Sunday, January 23, 2005

German PC & Printer Levy Appealed

Two German court decisions establishing a levy on PCs and printers are likely to be appealed. Recently a court in Munich decided that computer maker Fujitsu Siemens has to pay a levy of 12 euros to rights society VG Wort for any computer sold in Germany. A Stuttgart court decided separately that printers could be defined as copy-making devices and therefore the levy regime would apply on them too.

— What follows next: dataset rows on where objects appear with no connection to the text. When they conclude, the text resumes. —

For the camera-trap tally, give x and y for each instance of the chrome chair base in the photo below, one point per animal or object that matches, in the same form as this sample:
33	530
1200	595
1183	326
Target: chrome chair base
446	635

EICTA, the European trade organisation for ICT and consumer electronics, has made clear the decisions will likely be appealed. A board member said:
"We question whether German law allows for the imposition of copyright levies on PCs and printers. Claiming a new levy on printers is totally unreasonable. People simply do not buy a printer with the aim of making countless copies of a copy protected work."
Unreasonable or not, if the PC levy is in line with (upcoming) German law may not be that questionable at all. At least when the current draft for German Copyright reform is taken into account. As pointed out in an earlier post this draft chooses for a remuneration scheme that will include devices that are actually in use to make private copies. Not so much the (sole) copying intention will determine if a remuneration is due, but the percentage to which the device is used to copy. This percentage will determine what has to be paid.

As the reasoning for the German copyright proposal states (p. 23):
"[Therefore] the draft suggests tying the remuneration obligation in the future only to the actual considerable use of the devices for copying copyrighted content. Not the respective use of the individual devices or storage media is determinant in this case, but whether these are typically used for the copying." (unofficial translation)
Under this reasoning a levy on a PC is actually likely to be upheld. If this will be a 12 euros, or another amount, is something else. If this is reasonable, for users, is something else altogether. The German trade association Bitkom has calculated that the PC levy would cost manufacturers an extra 90 million euros this year. That would be a 90 million for those who buy a new PC, you the user. Whether you (privately) copy or not. After years the prices for PCs will be rising again, in Germany.